Non-communicable diseases, like myocardial infarction, stroke, chronic respiratory diseases, or diabetes, impose a great burden on societies all over the world, causing 71% of all deaths globally. However, these diseases are evitable since risk factors, such as smoking, unhealthy diet, or lack of physical activity, are known and can be avoided. Hence, lifestyle changes play a major role in the prevention and management of non-communicable diseases. (cf. WHO Factsheet on Noncommunicable Diseases) Nowadays, it is possible to collect different types of data from daily life with consumer wearables, like smartwatches or fitness trackers. Based on that, we can give patients feedback on their health status and provide healthcare professionals with insight on the progression of lifestyle interventions, such as changed diet, exercise routines, stress management.
The SensorHub framework was developed as part of one master and one bachelor project titled Unobtrusive Health Monitoring for Driving Lifestyle Changes using Wearables. The goal of SensorHub is to simplify studies for scientists, researchers and patients. It allows users to create virtual studies and collect data from subjects using multiple Bluetooth sensors of different manufacturers in a single place. It consists of three main components.
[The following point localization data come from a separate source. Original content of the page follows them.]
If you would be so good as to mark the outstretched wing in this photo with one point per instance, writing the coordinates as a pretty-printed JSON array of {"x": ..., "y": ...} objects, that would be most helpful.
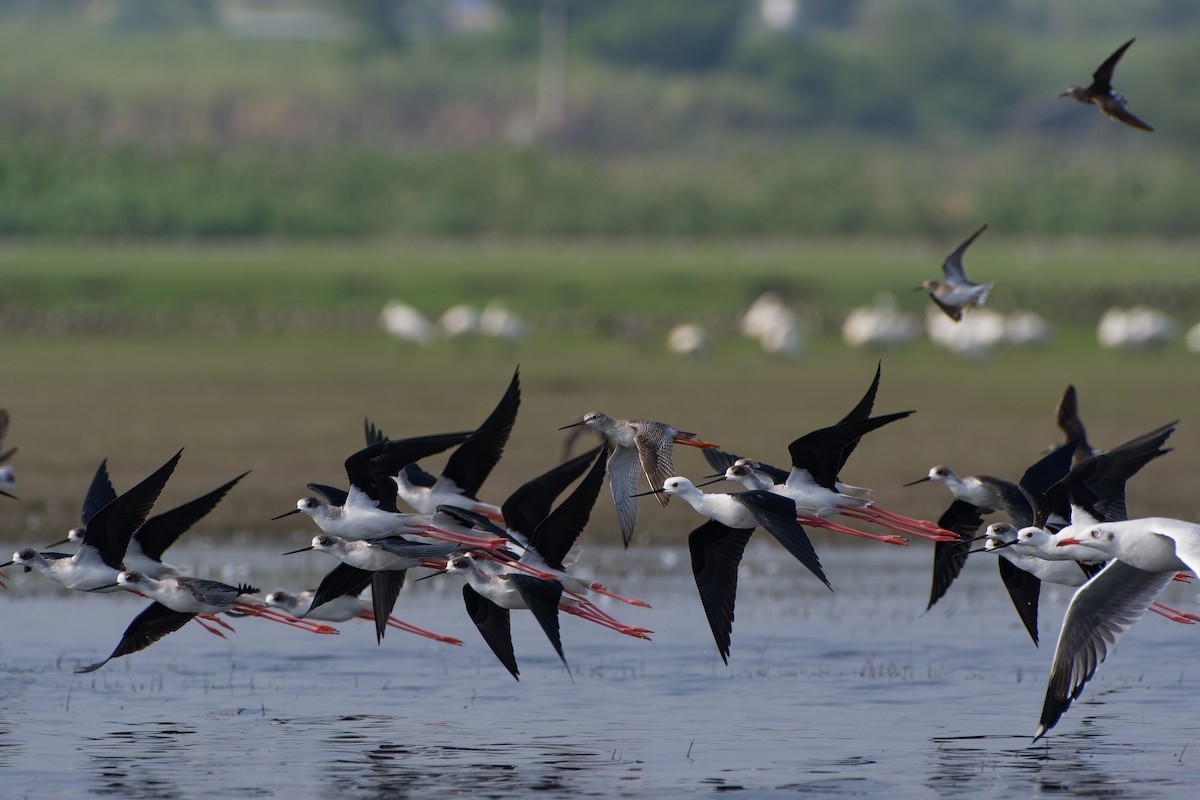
[
  {"x": 154, "y": 623},
  {"x": 1102, "y": 79},
  {"x": 1099, "y": 613},
  {"x": 964, "y": 519},
  {"x": 471, "y": 464},
  {"x": 160, "y": 531},
  {"x": 777, "y": 515},
  {"x": 385, "y": 585},
  {"x": 493, "y": 624},
  {"x": 1024, "y": 590},
  {"x": 953, "y": 264},
  {"x": 543, "y": 596},
  {"x": 715, "y": 554}
]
The native Android app is written in Kotlin and is responsible for connecting and recording the measurements of different kinds of sensors and wearables via Bluetooth Low Energy (BLE). It can also record measurements of the internal sensors of the smartphone (like accelerometer, gyroscope, etc.). The apps’ architecture allows for easy extensibility when integrating new sensors. A new BLE sensor can be added by writing a new app module which incorporates the sensor by either using a Software Development Kit (SDK) provided by the manufacturer or by directly implementing the Bluetooth connection protocol for the particular sensor. The sensor data is stored temporarily on the smartphone’s internal storage. While recording, the app also allows the subject to tag the data. This is an essential feature as it provides labelled data, which can then be used by the researcher to extract certain correlations between the data and the activities investigated in the study. Furthermore, the app allows the subjects to login and automatically upload their recordings to the backend.
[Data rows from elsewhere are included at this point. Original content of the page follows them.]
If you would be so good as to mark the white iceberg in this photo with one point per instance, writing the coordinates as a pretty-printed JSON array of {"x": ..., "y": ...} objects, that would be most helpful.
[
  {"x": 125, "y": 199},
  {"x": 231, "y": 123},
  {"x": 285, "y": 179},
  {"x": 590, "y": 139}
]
The backend is responsible for storing the collected sensor data. It uses the time-series database InfluxDB to store each sensor measurement within nanosecond precision. It provides a user and role management system and lets researchers create and configure the devices and tags for their studies. Moreover, it also implements key data extraction features like filtering the data by timestamp, sensor type, user, study or recording, and provides the option for a CSV data export.
The dashboard gives researchers access to the features of the backend. It provides the user interface (UI) for the backend functionality to researchers and supports different visual representations of the recorded data.